Jangan disandera oleh buku-buku di perpustakaan. Bukan tidak boleh belajar ilmu tentang Tuhan; kita harus menalar Allah secara maksimal, tapi perjumpaan dengan Tuhan itu mutlak. Dan itu merupakan catatan abadi. Sekarang, catatan abadi apa yang kita miliki dengan Tuhan? Kalau Tuhan memberi kita satu porsi pengenalan akan Dia, apakah porsi ini telah kita serap? Apakah orang menyerap porsi pengenalan yang Tuhan sediakan bagi masing-masing kita harus melalui sekolah teologi? Tentu tidak. Betapa rusaknya dinamika hidup kekristenan seperti ini. Masalahnya, kita sudah terlalu banyak bergaul dengan dunia. Sehingga kita tidak memberi ruangan yang cukup untuk bergaul dengan Allah.

Kita punya kesempatan bergaul dengan Allah itu luar biasa. Karena Tuhan yang hidup, Tuhan yang menghendaki kita hidup di dalam kehendak-Nya. Jangan sampai kita dilempar ke lautan api seperti yang yang ditulis di Wahyu 20:15. Tapi orang yang berjalan dengan Tuhan, itu kematiannya pun berharga karena kehidupannya berharga; Wahyu 14:13, “Berbahagialah orang-orang mati yang mati dalam Tuhan, sejak sekarang ini.” “Sungguh,” kata Roh, “supaya mereka boleh beristirahat, karena segala perbuatan mereka menyertai mereka.” Kalau kita berjalan dengan Tuhan dan mengalami Tuhan, maka kita seperti orang kecanduan yang mengharapkan porsi yang lebih banyak, mau yang lebih besar, stadium yang lebih tinggi. Kita bisa doa 20 menit, lalu 30 menit, nanti bisa 1 jam, dan bisa lebih.

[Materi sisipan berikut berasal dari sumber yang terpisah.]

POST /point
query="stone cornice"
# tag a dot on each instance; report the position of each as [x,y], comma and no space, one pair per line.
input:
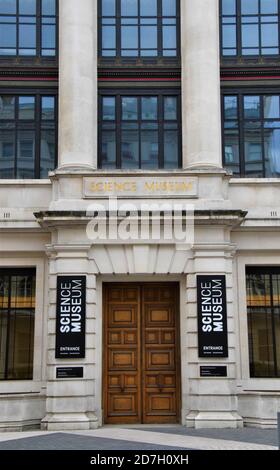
[230,218]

Bahkan nanti sampai pada level tidak ada saat kita terpisah dari Allah, selalu bersama, dan itu kita minta. 

Ketika kita belajar untuk bisa berjalan dengan Tuhan, kita harus selalu mau hal-hal yang baru. Jadi, setiap hari kita seperti starting from zero (seperti dari 0 lagi). Maka, jangan tidak mencari Tuhan. Kalau Tuhan benar-benar ada, kita harus mengalami dan membuktikan Allah itu ada secara nyata dalam hidup kita. Yang penting dari pertemuan kita dengan Allah, perjalanan kita dengan Allah adalah kita memiliki keluhuran akhlak, keluhuran moral. Dan itu akan terasa. Cinta kita kepada sesama, beban kita untuk penderitaan orang, perjuangan kita untuk keselamatan orang, itu nampak bahwa kita sudah bertemu Tuhan. Ketidaktertarikan dengan keindahan dunia dan kerelaan berkorban apa pun untuk Tuhan menunjukkan bahwa kita sudah berjumpa dengan Dia. Pastikan bahwa setiap kita mengalami ini.